During this time, Chibana was a classmate to men like himself, who were to leave their mark on Karate across the world. Students studying under Itotsu Sensei with Chibana were Kenwa Mabuni, Choki Oshiro, and Masashige Shiromo, to just name a few. In 1920, Chibana Sensei opened two dojos, one in Shuri and one in Naha. Shortly before this time, Karate had been introduced to mainland Japan by several of Chibana's classmates, Kenwa Mabuni and Gichin Funakoshi. During this surge of interest in Karate, many Karatemen sought ways of making what they knew more appealing, but Chibana Sensei maintained that it would take him a lifetime to understand thoroughly what he had been taught by Itotsu Sensei. He devoted his life to this principle. He could often be heard sayging, "Karate is teaching Kata we have taken from forefathers without changing it at all." When the many changes were taking place in Karate with the naming of different systems by Ryu names, Chibana Sensei named his system Shorin-Ryu to denote that he was teaching exactly as he had been taught by Itotsu Sensei. While training his students, he also coached students at three universities in mainland Japan; Takushoku University, Tyo University and Nihon University, through explanation of military exercise before the Pacific War.
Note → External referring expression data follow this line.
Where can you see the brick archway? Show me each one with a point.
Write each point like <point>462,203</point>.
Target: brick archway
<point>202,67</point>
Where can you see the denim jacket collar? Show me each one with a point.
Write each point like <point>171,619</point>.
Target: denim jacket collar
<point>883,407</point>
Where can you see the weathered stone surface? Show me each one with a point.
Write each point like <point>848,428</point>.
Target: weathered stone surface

After the war when Okinawa had recovered from the destitution, Chibana Sensei started to teach again to those students who had not been killed in the war. Many of his top students served and died for the Japanese Imperial Army. Having devoted his life to teaching Karate and never having another vocation, in 1956 at the age of 71, he organized the Okinawa Karate Federation and took offfice as its first president. This was a big step for Chibana Sensei because the Okinawa Karate Federation was made up of main Ryus that had developed in Okinawa. In 1957, because of his efforts to unite Karate on Okinawa and his total dedication to Karate, he was given the degree of "Hanshi no Sogo" (Doctorial Master) by the Dai Nippon Butokukai. This was the highest rank ever given to any Karate insructor and no one has received this rank since. In 1960, he was awarded a special athletic prize by the Okinawa Times.
In 1961, he seceded from the presidency of the Okinawa Karate Federation to devote more time to his disciples. At this time, he organized the Okinawa Shorin-Ryu Karate Association made up of his disciples. From this time, although 76 years old, he devoted all his energies to his followers. In February 1969, at the age of 84, Chibana Sensei passed away after a short illness, leaving behind him a life completely devoted to Karate and the almost impossible feat of having trained five of his disciples, Chozo Nakama, Katsuya Miyshira, Kensei Kinjo, Yucho Ku Higa, and Shugoro Nakazato, to the level of Kyudan (9th Degree) Karate Master.